La Déclaration de Basse-Terre du 1er décembre 1999 : le retour de la question statutaire et institutionnelle aux Antilles françaises
Marquant la vie politique antillo-guyanaise et nationale, ce document formel de deux pages soulève la situation sociopolitique et économique des Antilles françaises et de la Guyane depuis des décennies, et plus particulièrement depuis la loi du 19 mars 1946. Cette continuité territoriale devant s’opérer depuis la loi de départementalisation et notamment depuis les différentes adaptations législatives permettant une « départementalisation adaptée » ne résout en rien les problématiques inhérentes aux départements d’outre-mer. En effet, l’on constate une « destruction systématique de l’initiative locale; un affaiblissement des filières productives; un assistanat généralisé ou encore un taux de chômage croissant (en moyenne 30%) soit deux fois plus de l’Hexagone ». Ce constat sur la société antillo-guyanaise à l’ère de la mondialisation démontre une situation économique et sociale moribonde : il faut agir vite et rapidement!

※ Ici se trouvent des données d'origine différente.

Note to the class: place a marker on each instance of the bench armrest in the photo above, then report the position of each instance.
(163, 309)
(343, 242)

C’est en ce sens que les présidents de région de l’époque – Lucette Michaux-Chevry (Guadeloupe), Alfred Marie-Jeanne (Martinique) et Antoine Karam (Guyane française) signe le 1er décembre 1999 la « Déclaration de Basse-Terre », en Guadeloupe.
Durant la même année, certaines organisations indépendantistes annoncent leur volonté de faire reconnaître auprès des organisations internationales telles que les Nations Unies le caractère « colonial » des départements d’outre-mer et demandent une réintroduction de ceux-ci sur la liste des territoires non indépendants, liste créée par les Nations unies le 14 décembre 1946 par le biais de la résolution 66 (1) de l’Assemblée générale. L’idée de repenser d’une évolution statutaire et/ou institutionnelle semble alors renaitre de ses cendres.
Entre temps, le 10 décembre 1999, deux députés ultramarins – Claude Lise (Martinique) et Michel Tamaya (Réunion) – remettent un rapport au Premier ministre de l’époque, Lionel Jospin, intitulé « La voie de la responsabilité » incluant 70 propositions avec, entre autres, la possible création d’une Assemblée unique (regroupant le Conseil régional et le Conseil général) et pouvant proposer une « évolution statutaire » des départements d’outre-mer. L’originalité de ce rapport insuffle un renouveau dans les débats publics et politiques autour de la question statutaire et institutionnelle au sein des départements français d’outre-mer et souligne également la volonté des responsables politiques locaux de valoriser une certaine identité insulaire de leur territoire respective face à l’identité législative nationale. S’en suit le 12 décembre 1999, le rapport de la commission ad hoc du Conseil général de la Guadeloupe qui, « propose que la nouvelle organisation politique de la Guadeloupe s’articule autour d’une autorité exécutive forte issue d’une seule assemble aux pouvoirs élargis ».
Le 28 mars 2003, la révision constitutionnelle sonnera une nouvelle étape dans le processus de décentralisation entre la France et ses départements et territoires d’outre-mer et ouvrant la voie à une possible évolution statutaire et/ou institutionnelle.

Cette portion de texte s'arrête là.